Bregman Voronoi diagrams expand the toolbox available in computational geometry and information geometry. They provide means to handle non-Euclidean distance functions efficiently. For machine learning, these structures facilitate improvements in clustering and classification, where geometric consistency and flexibility are desired. For example, they offer advantages in domains dominated by statistical distances such as the Kullback-Leibler divergence.

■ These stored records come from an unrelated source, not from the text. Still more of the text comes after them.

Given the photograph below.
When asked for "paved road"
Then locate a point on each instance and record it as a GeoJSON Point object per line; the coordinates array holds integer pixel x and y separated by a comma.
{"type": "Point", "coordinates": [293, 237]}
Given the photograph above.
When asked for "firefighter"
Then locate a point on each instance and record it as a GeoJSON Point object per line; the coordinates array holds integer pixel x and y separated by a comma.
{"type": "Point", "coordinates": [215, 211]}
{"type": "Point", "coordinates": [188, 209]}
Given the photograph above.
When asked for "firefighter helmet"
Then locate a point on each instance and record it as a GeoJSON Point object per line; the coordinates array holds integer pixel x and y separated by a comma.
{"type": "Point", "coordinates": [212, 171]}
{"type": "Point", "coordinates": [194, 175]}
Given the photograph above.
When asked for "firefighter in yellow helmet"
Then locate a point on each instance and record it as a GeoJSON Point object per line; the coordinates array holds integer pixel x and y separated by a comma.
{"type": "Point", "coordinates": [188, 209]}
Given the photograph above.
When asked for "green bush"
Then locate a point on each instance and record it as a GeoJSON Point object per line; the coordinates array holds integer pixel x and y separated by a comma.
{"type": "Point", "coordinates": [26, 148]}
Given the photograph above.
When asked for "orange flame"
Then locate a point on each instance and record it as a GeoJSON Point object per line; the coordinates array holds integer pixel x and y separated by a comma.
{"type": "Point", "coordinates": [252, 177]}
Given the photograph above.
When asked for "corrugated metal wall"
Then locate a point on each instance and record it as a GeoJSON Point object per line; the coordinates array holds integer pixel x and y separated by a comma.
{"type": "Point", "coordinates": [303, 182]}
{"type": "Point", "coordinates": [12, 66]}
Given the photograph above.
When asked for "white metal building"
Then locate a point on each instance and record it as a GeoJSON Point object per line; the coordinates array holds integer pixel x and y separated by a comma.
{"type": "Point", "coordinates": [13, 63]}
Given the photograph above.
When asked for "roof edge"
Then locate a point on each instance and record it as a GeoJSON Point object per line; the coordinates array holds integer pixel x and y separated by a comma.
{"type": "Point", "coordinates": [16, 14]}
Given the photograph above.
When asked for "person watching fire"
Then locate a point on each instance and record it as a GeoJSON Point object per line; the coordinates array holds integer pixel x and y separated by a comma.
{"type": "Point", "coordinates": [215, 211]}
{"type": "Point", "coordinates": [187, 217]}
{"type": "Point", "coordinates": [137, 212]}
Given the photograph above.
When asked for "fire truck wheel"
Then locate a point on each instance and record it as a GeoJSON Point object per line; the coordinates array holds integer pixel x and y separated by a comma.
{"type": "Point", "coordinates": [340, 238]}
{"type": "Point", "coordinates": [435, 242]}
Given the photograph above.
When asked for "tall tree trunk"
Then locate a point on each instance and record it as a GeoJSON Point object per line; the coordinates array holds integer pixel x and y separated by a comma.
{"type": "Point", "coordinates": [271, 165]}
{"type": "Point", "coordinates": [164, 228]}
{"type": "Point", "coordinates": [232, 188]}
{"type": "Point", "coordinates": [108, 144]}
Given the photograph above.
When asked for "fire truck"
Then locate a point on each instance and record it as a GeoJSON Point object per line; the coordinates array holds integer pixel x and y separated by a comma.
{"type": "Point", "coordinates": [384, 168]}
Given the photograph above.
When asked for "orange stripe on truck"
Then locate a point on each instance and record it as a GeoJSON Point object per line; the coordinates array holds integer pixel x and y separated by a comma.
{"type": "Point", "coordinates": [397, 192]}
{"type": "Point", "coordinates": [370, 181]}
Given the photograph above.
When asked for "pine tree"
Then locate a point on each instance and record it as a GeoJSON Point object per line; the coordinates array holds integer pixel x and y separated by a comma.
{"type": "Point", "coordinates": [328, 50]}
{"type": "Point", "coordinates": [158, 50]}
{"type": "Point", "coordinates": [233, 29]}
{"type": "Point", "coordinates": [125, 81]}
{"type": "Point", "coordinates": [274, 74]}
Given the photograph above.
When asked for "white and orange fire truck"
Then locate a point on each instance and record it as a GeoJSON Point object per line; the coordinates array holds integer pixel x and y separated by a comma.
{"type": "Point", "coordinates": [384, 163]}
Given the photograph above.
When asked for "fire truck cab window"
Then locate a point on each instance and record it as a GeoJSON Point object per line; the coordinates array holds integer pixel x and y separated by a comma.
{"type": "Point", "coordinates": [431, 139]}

Furthermore, the findings could be foundational for developing robust algorithms in data-heavy applications like image processing, data mining, and knowledge discovery. While the computational complexity still presents challenges, particularly in high-dimensional settings, the insights into Bregman divergences promote better handling of metric anomalies and the incorporation of noise and uncertainty in geometric computations.

Future Directions

Future research could focus on resolving high-dimensional challenges, constructing data-optimized structures, and expanding on the theoretical foundation for integrating heterogenous data types within Voronoi frameworks. Advanced algorithms that minimize the practical clustering challenge—high complexity due to dimensional scaling—could also be explored. Experimentation with Bregman Voronoi diagrams in real-world applications may yield new insights and push the boundaries of both theoretical and applied computational geometry.

Conclusion

The paper establishes a comprehensive framework for Bregman Voronoi diagrams, characterized by versatile distance functions. Through a blend of theoretical insight and practical algorithmic adaptations, it opens new avenues for advancing computational geometry's role in data analytics and machine learning, setting the stage for further exploration and innovation in these fields.